Infatti, sono interventi ideologici che alla fine non risolvono il problema, mancette elettorali. Chi ha figli sa benissimo che i costi per i figli sono molto elevati e prolungati nel tempo, quindi se mi danno qualche migliaio di euro non spostano il problema della scelta, ma finiscono a chi comunque un figlio lo avrebbe fatto. Al massimo come fanno notare i demografi potrebbero anticipare un po’ la scelta, non cambiando il numero finale.
Inoltre si concentrano in tutto, come anche per l’aborto, solo sull’aspetto economico come se il fare figli fosse solo un problema di disponibilità economica. E’ vero che i demografi osservano che i molto ricchi tendono a fare più figli, ma dubito che con le mancette elettorali trasformino le famiglie in molto ricche. Oltre a concentrarsi prevalentemente sulla donna come se il fare figli fosse solo un problema di gravidanza. Altre nazioni più evolute si preoccupano di fornire lavoro con stipendi adeguati e condizioni lavorative favorevoli, flessibili, strutture di sostegno, cosa che invece i politici tradizionalisti non fanno. La famosa legge “migliore del mondo” di Orban prevede solo 5 giorni di permessi nel 1° mese per il padre, mentre allarga a 2 anni per la madre. Chissà quanto sono contente le donne di sapere che pensano che il fare e accudire i figli sia una cosa solo da donna e che premiano le donne che stanno a casa. Per di più sono riusciti a lamentarsi delle donne troppo istruite che sarebbero un ostacolo per fare figli (soprattutto “in regola”).
Anche per l’aborto si illudono credendo che meno aborti equivalgano a più figli, perchè le persone devono poi gestire quei nati “obbligati”, arrivati in momenti non adatti, condizionando le libere scelte future che avrebbero fatto. Inoltre sapere di avere pesanti ostacoli per abortire dovrebbe incentivare la prevenzione, la contraccezione.
Ed in più che senso ha più nati quando le risorse sono scarse, il lavoro manca sia in termini qualitativi che quantitativi? Con le politiche di Orban 600 mila ungheresi hanno lasciato l’Ungheria per studiare o cercare un lavoro all’estero.

Diocleziano

Su Avvenire di oggi, in prima pagina, la soluzione geniale:
“Culle vuote? Tasse a chi non vuole figli”

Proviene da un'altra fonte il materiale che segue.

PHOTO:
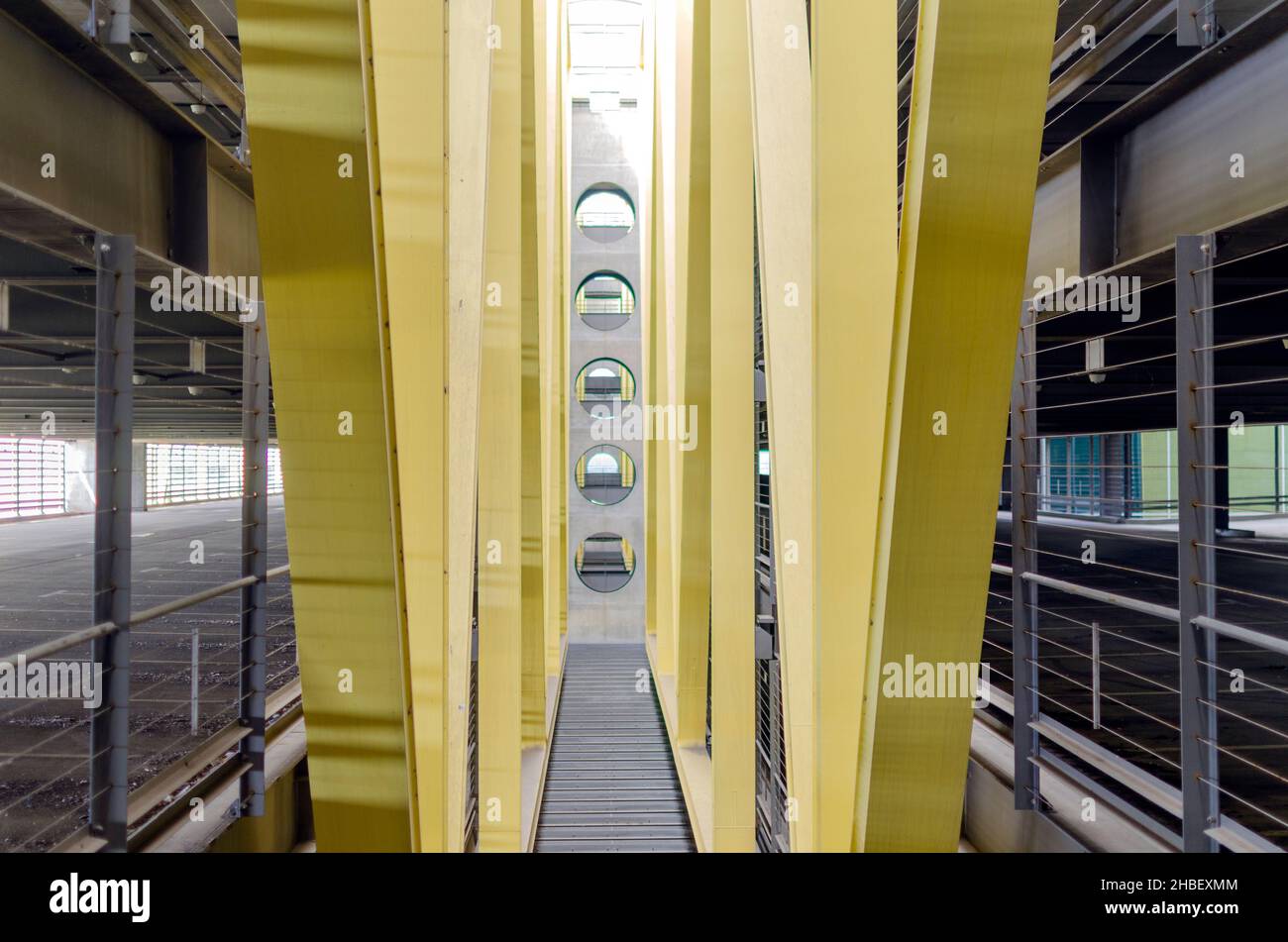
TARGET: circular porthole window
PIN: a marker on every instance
(604, 475)
(605, 301)
(605, 562)
(604, 386)
(605, 214)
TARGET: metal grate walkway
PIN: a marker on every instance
(610, 785)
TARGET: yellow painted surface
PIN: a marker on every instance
(407, 136)
(730, 433)
(961, 270)
(695, 331)
(500, 469)
(529, 442)
(469, 85)
(781, 94)
(304, 82)
(855, 205)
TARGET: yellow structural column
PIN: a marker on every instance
(304, 82)
(550, 220)
(406, 124)
(533, 398)
(730, 433)
(695, 534)
(781, 95)
(661, 571)
(500, 532)
(469, 84)
(855, 248)
(978, 106)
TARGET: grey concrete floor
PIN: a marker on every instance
(46, 590)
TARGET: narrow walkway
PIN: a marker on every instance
(610, 785)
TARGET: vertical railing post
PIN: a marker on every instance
(253, 668)
(114, 433)
(1196, 536)
(1024, 507)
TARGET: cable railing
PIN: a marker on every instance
(1137, 633)
(143, 641)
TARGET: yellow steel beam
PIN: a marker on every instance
(406, 137)
(978, 104)
(781, 93)
(661, 460)
(469, 82)
(694, 323)
(304, 82)
(500, 551)
(730, 433)
(529, 443)
(855, 249)
(550, 274)
(649, 328)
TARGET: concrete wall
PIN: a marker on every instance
(599, 156)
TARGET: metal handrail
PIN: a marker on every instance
(104, 628)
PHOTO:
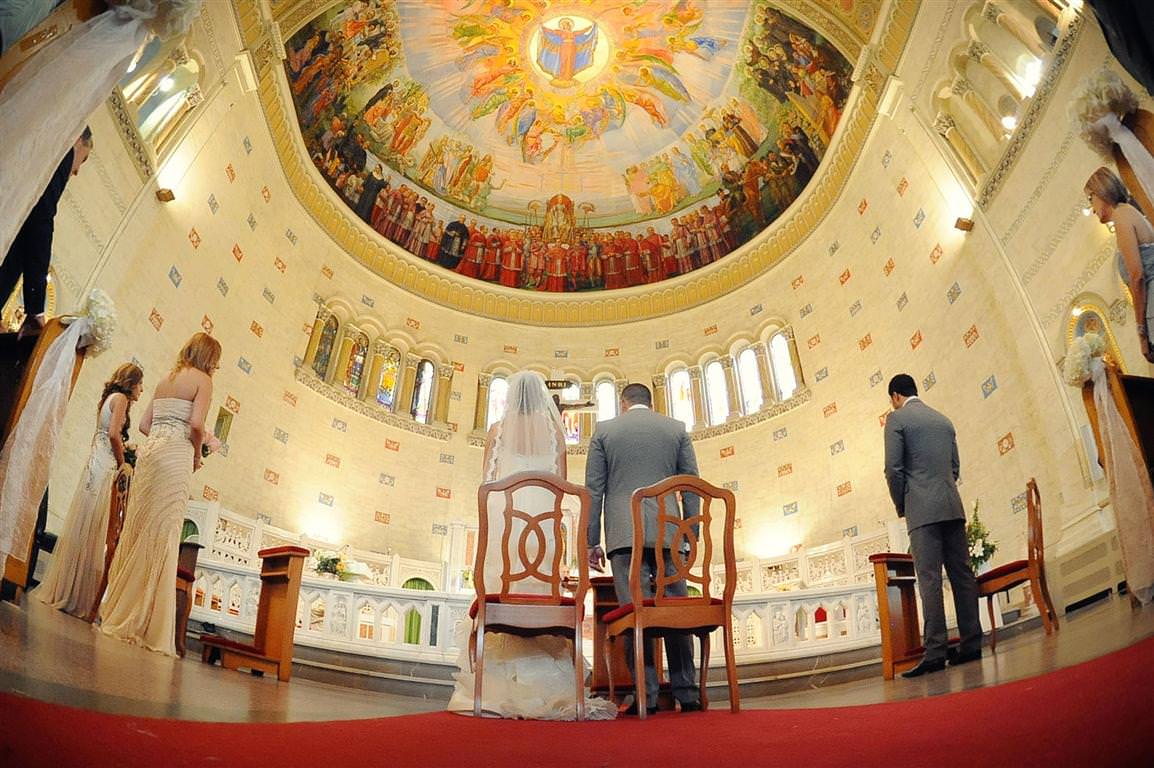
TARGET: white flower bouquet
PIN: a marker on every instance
(100, 314)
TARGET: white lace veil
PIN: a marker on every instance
(529, 429)
(44, 107)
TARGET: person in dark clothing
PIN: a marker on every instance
(31, 250)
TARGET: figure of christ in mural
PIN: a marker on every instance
(564, 52)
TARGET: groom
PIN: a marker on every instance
(637, 449)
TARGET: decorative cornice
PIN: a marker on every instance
(129, 135)
(604, 308)
(994, 180)
(371, 409)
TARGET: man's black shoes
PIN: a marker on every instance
(924, 667)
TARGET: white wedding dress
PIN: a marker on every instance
(530, 678)
(77, 561)
(141, 603)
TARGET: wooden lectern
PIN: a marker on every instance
(276, 618)
(897, 611)
(20, 359)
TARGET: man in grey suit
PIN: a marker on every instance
(921, 467)
(637, 449)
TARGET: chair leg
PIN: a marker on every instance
(994, 626)
(705, 670)
(578, 671)
(1049, 601)
(731, 668)
(1043, 609)
(478, 670)
(639, 670)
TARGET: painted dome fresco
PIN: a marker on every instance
(566, 145)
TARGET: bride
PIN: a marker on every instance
(524, 677)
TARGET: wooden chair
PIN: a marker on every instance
(186, 577)
(1032, 570)
(897, 611)
(516, 607)
(120, 487)
(276, 618)
(653, 617)
(20, 359)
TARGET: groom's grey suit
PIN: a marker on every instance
(922, 469)
(637, 449)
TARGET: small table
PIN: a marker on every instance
(897, 611)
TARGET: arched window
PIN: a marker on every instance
(422, 391)
(750, 381)
(785, 377)
(605, 394)
(681, 398)
(387, 388)
(717, 394)
(354, 371)
(499, 388)
(324, 346)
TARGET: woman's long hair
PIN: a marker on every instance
(201, 352)
(124, 379)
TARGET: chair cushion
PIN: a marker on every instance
(521, 599)
(649, 602)
(1002, 570)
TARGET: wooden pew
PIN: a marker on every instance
(276, 618)
(20, 359)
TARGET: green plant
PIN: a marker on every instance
(978, 537)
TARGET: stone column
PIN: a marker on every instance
(372, 383)
(441, 393)
(660, 400)
(407, 382)
(945, 126)
(981, 53)
(732, 388)
(697, 391)
(965, 91)
(314, 339)
(337, 374)
(1018, 29)
(764, 374)
(481, 409)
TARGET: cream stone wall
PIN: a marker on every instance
(883, 285)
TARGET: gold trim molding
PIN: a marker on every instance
(527, 308)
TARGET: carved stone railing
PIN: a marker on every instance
(810, 602)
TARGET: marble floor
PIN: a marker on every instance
(47, 655)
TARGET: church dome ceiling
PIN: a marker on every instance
(567, 145)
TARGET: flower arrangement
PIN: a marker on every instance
(102, 316)
(1079, 358)
(978, 539)
(330, 563)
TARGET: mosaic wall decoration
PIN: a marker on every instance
(605, 145)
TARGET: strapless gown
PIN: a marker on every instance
(140, 605)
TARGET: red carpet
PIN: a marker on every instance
(1096, 714)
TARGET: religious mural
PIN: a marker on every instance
(566, 145)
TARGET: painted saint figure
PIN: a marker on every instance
(563, 52)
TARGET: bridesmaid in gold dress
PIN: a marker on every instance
(140, 605)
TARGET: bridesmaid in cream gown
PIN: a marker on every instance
(141, 603)
(77, 562)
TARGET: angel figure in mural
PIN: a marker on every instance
(564, 52)
(524, 677)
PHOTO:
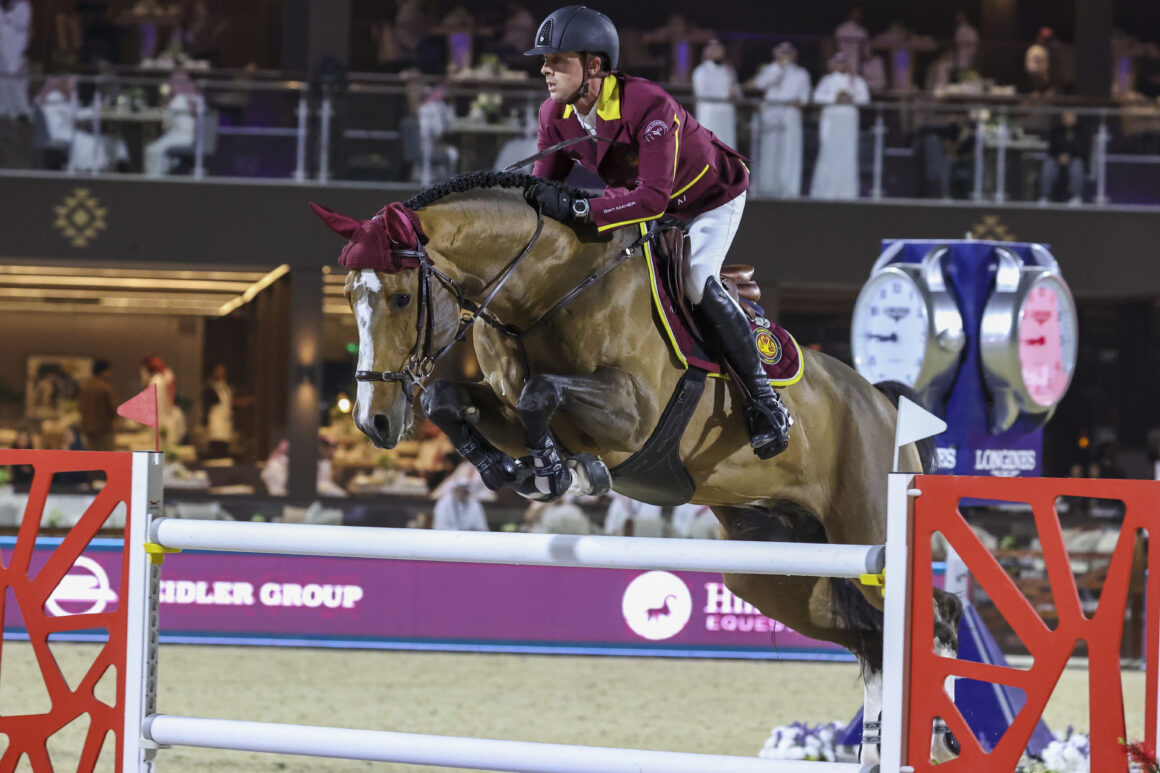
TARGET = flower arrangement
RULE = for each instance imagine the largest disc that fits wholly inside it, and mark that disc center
(799, 741)
(1142, 757)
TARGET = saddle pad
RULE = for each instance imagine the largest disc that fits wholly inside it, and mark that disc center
(780, 352)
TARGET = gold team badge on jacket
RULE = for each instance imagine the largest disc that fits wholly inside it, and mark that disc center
(768, 346)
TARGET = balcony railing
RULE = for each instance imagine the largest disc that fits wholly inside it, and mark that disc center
(974, 146)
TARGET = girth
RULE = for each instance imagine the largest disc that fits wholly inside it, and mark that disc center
(655, 474)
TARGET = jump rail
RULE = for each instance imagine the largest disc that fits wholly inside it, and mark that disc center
(479, 753)
(146, 730)
(536, 549)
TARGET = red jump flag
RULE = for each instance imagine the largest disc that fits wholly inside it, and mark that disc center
(142, 407)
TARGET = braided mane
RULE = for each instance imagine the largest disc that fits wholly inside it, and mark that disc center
(477, 180)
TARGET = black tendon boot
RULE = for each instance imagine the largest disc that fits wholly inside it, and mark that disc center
(766, 417)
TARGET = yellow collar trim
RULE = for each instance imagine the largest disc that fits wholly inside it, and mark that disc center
(608, 107)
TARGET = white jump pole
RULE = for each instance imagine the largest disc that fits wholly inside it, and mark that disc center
(479, 753)
(536, 549)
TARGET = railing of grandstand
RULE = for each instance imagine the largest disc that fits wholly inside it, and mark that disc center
(969, 146)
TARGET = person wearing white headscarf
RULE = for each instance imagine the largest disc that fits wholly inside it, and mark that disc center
(778, 156)
(835, 174)
(15, 22)
(715, 86)
(459, 511)
(87, 152)
(180, 123)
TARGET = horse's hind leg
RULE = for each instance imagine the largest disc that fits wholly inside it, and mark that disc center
(948, 612)
(459, 410)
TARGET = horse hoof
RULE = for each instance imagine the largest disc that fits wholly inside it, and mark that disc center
(589, 475)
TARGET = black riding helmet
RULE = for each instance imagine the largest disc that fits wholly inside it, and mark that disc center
(581, 29)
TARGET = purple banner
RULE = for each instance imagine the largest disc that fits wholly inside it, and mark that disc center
(246, 598)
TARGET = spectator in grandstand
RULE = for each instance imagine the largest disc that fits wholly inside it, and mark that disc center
(180, 123)
(65, 121)
(777, 171)
(715, 86)
(459, 511)
(1037, 63)
(15, 26)
(966, 42)
(835, 174)
(850, 38)
(1067, 149)
(682, 36)
(98, 406)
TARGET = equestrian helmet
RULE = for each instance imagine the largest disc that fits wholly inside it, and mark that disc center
(578, 28)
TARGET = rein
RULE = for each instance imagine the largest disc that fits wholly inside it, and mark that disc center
(421, 362)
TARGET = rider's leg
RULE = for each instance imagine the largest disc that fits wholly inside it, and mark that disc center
(710, 236)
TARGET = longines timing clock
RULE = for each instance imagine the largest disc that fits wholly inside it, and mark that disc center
(907, 327)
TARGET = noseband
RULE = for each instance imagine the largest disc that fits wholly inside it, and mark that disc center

Benvenuti nello Stato pontificio.

iguanarosa

Le spese per i figli possono anche durare a vita. Se lavorano, molti giovani e non più giovani sono comunque parzialmente a carico dei genitori. I sussidi statali arrivano fino a 26 anni circa, campa cavallo.

RobertoV

E’ in sintonia con la tassa sul celibato del fascismo.
Comunque visto il costo dei figli e per quanto durano i costi nel tempo hai voglia ad incentivare le nascite con delle tasse, a meno che non le facciano talmente esose da ridurre le persone sul lastrico. E’ lo stesso discorso sugli incentivi: solo uno sprovveduto può pensare di fare più figli se gli danno qualche migliaio di euro. Mai idee moderne per incentivare le nascite, sempre e solo idee feudali e schiaviste.

G. B.

L’idea di tassare i matrimoni infecondi era già stata affacciata durante il fascismo, ma non se ne fece niente, ci si limitò a tassare i celibi, in misura relativamente blanda. In realtà l’operazione può essere compiuta in modo più subdolo, aumentando significativamente gli sgravi fiscali per i figli (e magari anche per il coniuge a carico, w la famiglia anni ’50!) e gli assegni familiari, o meglio ancora introducendo il quoziente familiare (tutti i redditi che entrano in casa vengono cumulati, poi si divide per il numero dei familiari): il tutto ovviamente sarebbe pagato indirettamente dai single e dalle coppie senza figli, che continuerebbero ad essere soggetti alle stesse aliquote, pur in presenza dell’inflazione e quindi si ritroverrebbero caricati di maggiori tasse.
Siccome però i single, le coppie senza figli o con un figlio solo (che non trarrebbero significativi vantaggi dalle politiche fiscali nataliste e forse sarebbero anch’essere danneggiate) sono la maggioranza della popolazione, programmi del genere, se attuati in modo drastico, risulterebbero impopolari e farebbero perdere troppi voti a chi li proponesse e li attuasse.
E in ogni caso l’errore di fondo è credere che la gente sia restia a fare più figli solo per motivi economici, quando sono i nostri stili di vita ad essere fondamentalmente incompatibili con la formazione di famiglie numerose. Ciò che i natalisti sognano è un controrivoluzione antropologica.